To close the loop, the amputee manipulating the robotic hand will wear an armband that houses a microchip. “The chip accepts signals from the touch sensors connected to the prosthetic hand, allowing neuron regrowth after injury,” said Sarah Du, Ph.D., assistant professor in the Department of Ocean and Mechanical Engineering. “And the neuron regrowth signal, together with the EMG signals, will be used to improve the operation of the robotic hand.”
In that sense, explained Engeberg, the team is creating new mappings between the robotic fingertip forces and the microchip in the armband based on the way the nerves regenerate. “It’s pretty exciting,” he said.
The team includes a clinical perspective with collaborator Douglas Hutchinson, M.D., an orthopedic surgeon at the University of Utah, who has experience implanting neuroprosthetic electrodes in amputees. His expertise will be needed soon when the team starts working with amputees.
While an amputee operates the robotic hand, Emmanuelle Tognoli, Ph.D., associate research professor at the Center for Complex Systems and Brain Sciences, will use electroencephalography (EEG) to monitor the amputee’s somatosensory cortex, the area of the brain that processes information about pressure, vibrations and spatial patterning. This noninvasive technique will allow the team to safely and objectively quantify the amputee’s perception of touch.
The team is certainly not the first to study how electrical stimulation improves prosthetic use. Multiple researchers have collected these kind of data, frequently by implanting a chip in an amputee rather than using an external armband — a procedure that is not only costly and invasive, but also constrained, as data are limited to a single subject. What’s new about Engeberg’s approach is that it allows the team to work with multiple amputees and different robotic hands, stimulating thousands of nerves according to different types of movements, thus generating a lot of data in a short period of time.
“Receptors in hands that can sense are very complicated,” Tognoli said. “By studying the nerves in vitro, we can test richer ways to restore communication of tactile information.
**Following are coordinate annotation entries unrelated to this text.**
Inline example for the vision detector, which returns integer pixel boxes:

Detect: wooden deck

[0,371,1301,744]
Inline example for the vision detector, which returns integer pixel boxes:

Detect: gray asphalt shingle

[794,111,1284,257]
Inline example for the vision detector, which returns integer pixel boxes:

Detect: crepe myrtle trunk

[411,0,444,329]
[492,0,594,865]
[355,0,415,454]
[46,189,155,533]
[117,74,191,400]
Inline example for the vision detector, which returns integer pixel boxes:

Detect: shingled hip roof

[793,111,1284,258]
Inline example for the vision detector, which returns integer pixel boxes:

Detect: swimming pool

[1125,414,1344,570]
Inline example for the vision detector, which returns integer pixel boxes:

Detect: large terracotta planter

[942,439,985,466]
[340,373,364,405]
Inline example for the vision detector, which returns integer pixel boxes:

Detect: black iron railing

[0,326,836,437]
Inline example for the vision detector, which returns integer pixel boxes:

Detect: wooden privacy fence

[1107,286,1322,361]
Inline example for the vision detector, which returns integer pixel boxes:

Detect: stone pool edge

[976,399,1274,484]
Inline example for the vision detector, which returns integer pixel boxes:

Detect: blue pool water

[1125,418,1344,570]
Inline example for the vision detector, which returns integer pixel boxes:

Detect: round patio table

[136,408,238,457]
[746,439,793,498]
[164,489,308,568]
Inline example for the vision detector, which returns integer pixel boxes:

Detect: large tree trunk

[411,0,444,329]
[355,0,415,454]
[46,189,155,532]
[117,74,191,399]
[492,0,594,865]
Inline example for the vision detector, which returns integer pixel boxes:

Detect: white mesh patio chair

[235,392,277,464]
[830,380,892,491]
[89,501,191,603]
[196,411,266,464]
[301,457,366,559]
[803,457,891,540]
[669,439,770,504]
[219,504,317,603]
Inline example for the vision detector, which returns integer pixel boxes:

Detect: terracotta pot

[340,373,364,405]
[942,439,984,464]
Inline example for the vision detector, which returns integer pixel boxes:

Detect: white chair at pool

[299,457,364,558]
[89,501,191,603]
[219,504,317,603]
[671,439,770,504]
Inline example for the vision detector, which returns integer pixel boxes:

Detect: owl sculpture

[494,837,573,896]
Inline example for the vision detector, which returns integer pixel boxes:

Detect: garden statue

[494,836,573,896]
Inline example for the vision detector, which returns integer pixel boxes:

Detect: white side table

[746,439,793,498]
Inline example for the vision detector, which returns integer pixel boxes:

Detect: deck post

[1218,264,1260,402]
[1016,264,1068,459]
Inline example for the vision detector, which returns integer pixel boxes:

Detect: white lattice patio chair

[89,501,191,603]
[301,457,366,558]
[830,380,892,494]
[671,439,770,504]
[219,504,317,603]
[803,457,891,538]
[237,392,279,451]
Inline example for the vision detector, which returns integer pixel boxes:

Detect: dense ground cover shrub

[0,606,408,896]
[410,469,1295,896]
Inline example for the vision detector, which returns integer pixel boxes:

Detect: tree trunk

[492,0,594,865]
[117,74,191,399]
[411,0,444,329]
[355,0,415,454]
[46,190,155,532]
It’s a very fruitful way to test the interaction between plasticity at the neuron level, and perception, behavior and action of the whole person.”
The National Science Foundation initially funded the project in 2013. FAU’s Institute for Sensing and Embedded Network Systems Engineering added a seed grant. In October 2017, the NIH awarded the researchers a $1.3 million grant.
While the study’s application to neuroprosthetics is clear, the research is also relevant wherever damaged nerves can regenerate and form new connections: the high school gymnast who returns to competitions after recuperating from a spinal fracture, later landing a college scholarship. The paralyzed father taking his child to a sporting event will once again feel his child’s hand in his while ascending the bleachers.